CHICAGO – A new wave of experimental cancer drugs that directly recruit the immune system's powerful T cells could begin reaching patients next year, according to companies presenting new data at the annual meeting of the American Society of Clinical Oncology.
In interviews with Reuters, Kite Pharma Inc and Juno Therapeutics Inc both said they could receive initial regulatory approvals next year for a type of immunotherapy treatment known as chimeric antigen receptor T-cell (CAR-T) therapies.
CAR-T therapies involve a complicated process of extracting immune system T cells from an individual patient, altering their DNA to sharpen their ability to spot and kill cancer cells, and infusing them back into the same patient.
The technique is being tested against a range of different cancer types, but first in blood cancers. Kite aims to file this year for U.S. Food and Drug Administration approval of its therapy, KTE-C19, for patients with diffuse large B-cell lymphoma (DLBCL), according to Chief Medical Officer David Chang.
Juno Chief Executive Officer Hans Bishop said adult patients with acute lymphoblastic leukemia (ALL) are now being enrolled in a mid-stage trial of the company's most advanced product, JCAR015, that "we believe will support accelerated approval." He said JCAR015 "could be approved as soon as 2017."
Data presented on Saturday showed that 77 percent of patients with advanced ALL achieved a "complete response," meaning cancer remission, when treated with chemotherapy followed by Juno's cell therapy. For the trial patients with minimal disease, 90 percent achieved remission, researchers said.
Twenty-seven percent of patients in the JCAR15 trial experienced a severe inflammatory response to the altered cells, and 15 percent had serious nervous system side effects.
Bishop said Juno has developed an assay to determine which patients are likely to experience risky side effects, but said the company has not yet disclosed the details.
A separate National Institutes of Health early-stage study involving Kite's CAR-T drug and low-dose chemotherapy included 19 patients with various subtypes of DLBCL. Of those, eight patients achieved remission, five had partial responses, two had stable disease, and four had their cancer get worse.

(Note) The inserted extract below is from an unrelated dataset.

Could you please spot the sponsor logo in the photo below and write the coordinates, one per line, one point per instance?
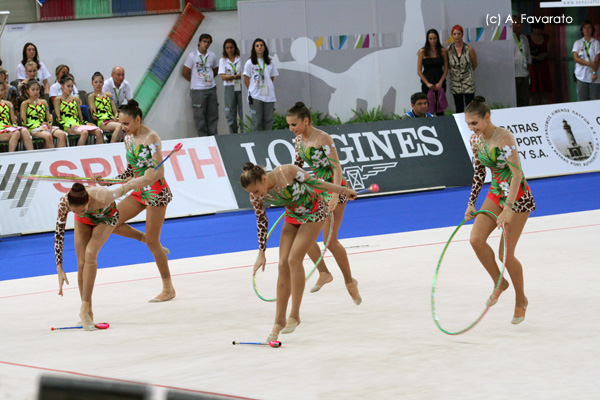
(572, 137)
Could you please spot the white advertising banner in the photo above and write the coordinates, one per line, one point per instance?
(196, 175)
(557, 139)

Two trial patients with advanced follicular lymphoma also obtained remissions.
"In the near future, CAR-T cells will likely be a standard therapy for lymphoma," said lead study author James Kochenderfer, an investigator at the National Cancer Institute.

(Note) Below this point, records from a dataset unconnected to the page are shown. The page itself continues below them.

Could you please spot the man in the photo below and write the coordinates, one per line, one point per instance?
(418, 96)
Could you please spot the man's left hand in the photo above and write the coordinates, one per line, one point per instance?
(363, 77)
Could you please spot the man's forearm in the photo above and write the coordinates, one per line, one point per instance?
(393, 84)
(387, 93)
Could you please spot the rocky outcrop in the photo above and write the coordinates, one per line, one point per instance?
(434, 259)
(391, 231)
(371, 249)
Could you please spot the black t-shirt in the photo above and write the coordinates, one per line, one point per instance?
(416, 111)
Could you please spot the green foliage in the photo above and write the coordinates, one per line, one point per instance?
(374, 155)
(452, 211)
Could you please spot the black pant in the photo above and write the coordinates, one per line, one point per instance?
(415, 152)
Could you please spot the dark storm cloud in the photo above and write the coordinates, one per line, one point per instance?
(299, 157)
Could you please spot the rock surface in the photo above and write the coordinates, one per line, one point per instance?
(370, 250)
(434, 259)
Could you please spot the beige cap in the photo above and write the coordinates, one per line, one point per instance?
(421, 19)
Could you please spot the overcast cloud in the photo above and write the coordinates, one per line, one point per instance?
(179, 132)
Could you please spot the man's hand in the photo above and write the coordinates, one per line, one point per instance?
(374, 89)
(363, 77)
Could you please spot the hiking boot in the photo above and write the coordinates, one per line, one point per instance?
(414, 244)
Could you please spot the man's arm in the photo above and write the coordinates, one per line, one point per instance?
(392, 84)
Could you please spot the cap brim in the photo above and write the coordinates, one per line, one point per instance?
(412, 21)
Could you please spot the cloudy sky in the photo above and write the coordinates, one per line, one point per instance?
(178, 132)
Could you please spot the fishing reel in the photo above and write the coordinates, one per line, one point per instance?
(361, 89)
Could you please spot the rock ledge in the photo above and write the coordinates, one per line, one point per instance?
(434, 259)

Some patients treated with the still-experimental therapies have remained cancer free, but the jury is out on whether that will continue, or whether they will need new treatment.

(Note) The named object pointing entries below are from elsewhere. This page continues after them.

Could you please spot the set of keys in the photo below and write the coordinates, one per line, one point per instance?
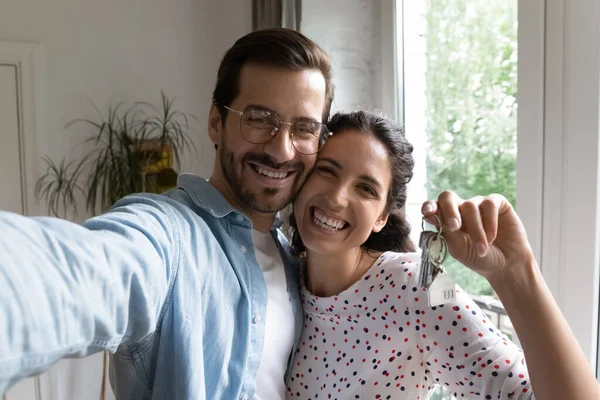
(433, 278)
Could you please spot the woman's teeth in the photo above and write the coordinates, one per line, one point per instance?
(272, 174)
(322, 220)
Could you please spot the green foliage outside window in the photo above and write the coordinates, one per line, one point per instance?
(471, 105)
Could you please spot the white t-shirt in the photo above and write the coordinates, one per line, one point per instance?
(379, 339)
(279, 326)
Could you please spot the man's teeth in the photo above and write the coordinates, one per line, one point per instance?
(327, 223)
(272, 174)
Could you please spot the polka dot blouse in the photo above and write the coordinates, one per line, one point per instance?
(379, 339)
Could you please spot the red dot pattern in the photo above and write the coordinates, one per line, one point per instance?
(380, 340)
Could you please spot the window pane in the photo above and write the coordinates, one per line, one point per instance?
(459, 89)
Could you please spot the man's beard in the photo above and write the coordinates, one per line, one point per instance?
(244, 196)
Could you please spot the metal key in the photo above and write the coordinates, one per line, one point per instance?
(434, 251)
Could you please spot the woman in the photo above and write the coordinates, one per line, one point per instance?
(369, 332)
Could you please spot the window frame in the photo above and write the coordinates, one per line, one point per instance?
(558, 142)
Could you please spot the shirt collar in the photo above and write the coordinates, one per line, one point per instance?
(207, 197)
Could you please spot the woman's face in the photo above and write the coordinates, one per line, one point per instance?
(344, 198)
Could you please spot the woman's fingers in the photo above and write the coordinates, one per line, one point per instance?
(474, 226)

"Some of these responses are amazing in patients who would never have responded to anything," said ASCO President Dr Julie Vose. "The question is, is it practical? We are now seeing results for more patients, and longer follow up."
Juno's Bishop said he is certain that the benefit of CAR-T therapies will be shown to outweigh any risks.
"These are patients that are relapsed and refractory. They are going to die of their disease," he said. "We can get 90 to 100 percent of them into remission, and a meaningful percentage of them have durable remission."